He paid no attention to the child; he persisted in keeping watch on Carmina. “Who is the woman?” he asked.
“The most lovable woman in the world,” she cried; “my dear old nurse!” She started up from the sofa, and pointed with theatrical exaggeration of gesture to the clock on the mantelpiece. “Look! it’s only ten minutes to six. In ten minutes, I shall have my arms round Teresa’s neck. Don’t look at me in that way! It’s your fault if I’m excited. It’s your dreadful eyes that do it. Come here, Zo! I want to give you a kiss.” She seized on Zo with a roughness that startled the child, and looked wildly at Benjulia. “Ha! you don’t understand loving and kissing, do you? What’s the use of speaking to you about my old nurse?”
He pointed imperatively to the sofa. “Sit down again.”
She obeyed him—but he had not quite composed her yet. Her eyes sparkled; she went on talking. “Ah, you’re a hard man! a miserable man! a man that will end badly! You never loved anybody. You don’t know what love is.”
“What is it?”
That icy question cooled her in an instant: her head sank on her bosom: she suddenly became indifferent to persons and things about her. “When will Teresa come?” she whispered to herself. “Oh, when will Teresa come!”

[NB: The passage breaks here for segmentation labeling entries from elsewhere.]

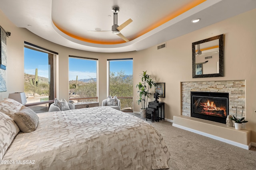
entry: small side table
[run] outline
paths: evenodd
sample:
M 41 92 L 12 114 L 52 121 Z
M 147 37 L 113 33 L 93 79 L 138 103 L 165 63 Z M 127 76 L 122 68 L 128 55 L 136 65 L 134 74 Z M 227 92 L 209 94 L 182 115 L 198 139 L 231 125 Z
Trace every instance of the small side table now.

Any other man, whether he really felt for her or not, would, as a mere matter of instinct, have said a kind word to her at that moment. Not the vestige of a change appeared in Benjulia’s impenetrable composure. She might have been a man—or a baby—or the picture of a girl instead of the girl herself, so far as he was concerned. He quietly returned to his question.
“Well,” he resumed—“and what is love?”
Not a word, not a movement escaped her.
“I want to know,” he persisted, waiting for what might happen.